Briggs: The view from Aaron Freeman's Indianapolis

Aaron Freeman doesn't hate Indianapolis. He sees it from a different perspective than most residents.

Freeman's frame of reference is the city's nether regions, where he has a large property with barns and 4-wheelers.

"I live generally in a more rural area," Freeman told me Monday, as the Indiana General Assembly convened for its annual session.

From that vantage point, the Republican state senator — yes, from Indianapolis — can't understand why IndyGo needs to dedicate two lanes of Washington Street to mass transit or why the city defied his 2023 law preventing right-on-red turns.

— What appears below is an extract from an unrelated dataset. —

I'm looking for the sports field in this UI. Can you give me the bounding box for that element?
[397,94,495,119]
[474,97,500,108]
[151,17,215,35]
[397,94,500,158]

A view of Washington Street, looking east from downtown, which would lose two lanes of traffic to the Blue Line unless Sen. Aaron Freeman prevails with a bill that would force IndyGo to share the lanes with traffic.
A view of Washington Street, looking east from downtown, which would lose two lanes of traffic to the Blue Line unless Sen. Aaron Freeman prevails with a bill that would force IndyGo to share the lanes with traffic.

New year, same fights.

Freeman has introduced bills nullifying the city's right-on-red ban downtown and preventing the long-planned Blue Line, a bus rapid transit route, from capturing dedicated lanes along Washington Street.

IndyGo for years has said Freeman's efforts to block dedicated lanes would kill the Blue Line because the project wouldn't qualify for enough federal money if the plan called for shared lanes with traffic. This is the fourth consecutive year that the state legislature has been an existential threat to the Blue Line.

Freeman offered a wide range of reasons for those bills, including criticism of IndyGo's performance, questioning whether the transit agency has the wherewithal to even build the Blue Line ("I'd say it's probably 70-30 the damn thing doesn't get built no matter what I do," he said) and a belief that shutting lanes of traffic or banning right turns on red throughout downtown is the city's equivalent of taking a sledgehammer to a nail.

More simply, though, it seems Freeman is legislating in a way that's consistent with how he experiences the city.

As someone who lives in Irvington and works downtown, though, I have a different perspective. I worry not about violent crime, which sucks up much of the oxygen here, but rather about whether a reckless driver will run me off the road or whether a truck will slam into me while the driver ignores a signal at Washington and Meridian streets.

The Blue Line, in addition to being a transit option I would take downtown and to the airport, would also narrow a traditional highway — Washington Street, aka U.S. 40 — that is far too wide and too fast for a modern city. That might not have been its chief selling point, which Freeman noted, but it's a feature nonetheless.

Tightening roadways can be unpopular because people like to drive fast. But that has become one of Indianapolis' biggest problems: The traffic is flowing too freely, with out-of-control motorists racing across town and slamming into anyone or anything unfortunate enough to be in close proximity.

Many east-siders lost their minds last year when the Community Heights Neighborhood Organization put up barriers along bike lanes, and in the center lanes, on 10th and 16th streets. But, as Mirror Indy reported, people driving along the barriers reduced their speeds from about 40 miles per hour to 37 (still 2 mph above the speed limit).

All that project did was stop drivers from veering where they shouldn't be going anyway. A right-sizing of Washington Street could have a more profound effect, saving lives and making neighborhoods along the path, including downtown, more livable.

Likewise, the no-turn-on-red ordinance passed last year was an effort to tamp down on cars blowing through downtown intersections. I have doubts about its benefits, largely because police aren't enforcing it, but that's also one reason why the state legislature shouldn't be concerned about it.

Indianapolis, like many cities, has seen a spike in crashes killing drivers, pedestrians and cyclists. Freeman argues that's not a problem for a bus rapid transit project to solve, nor for a blanket red light ordinance spanning large swaths of the city.

"I disagree that IndyGo should be the tip of the sword on reducing speed limits or congesting traffic," Freeman told me. "If we're going to do that, let's take the time and do a study."

Studies are fine. But, at times when violent crime has been the topic du jour, Republican lawmakers have been prepared to throw anything they can against the wall.

Lives are at stake on Indianapolis' streets. Not just because of guns, but also because people drive their cars like weapons pointed indiscriminately at anyone in their (veering) paths.

I think Freeman cares about these issues — but in the ways of someone who enters downtown as a commuter seeking to get from points A to B as fast as possible.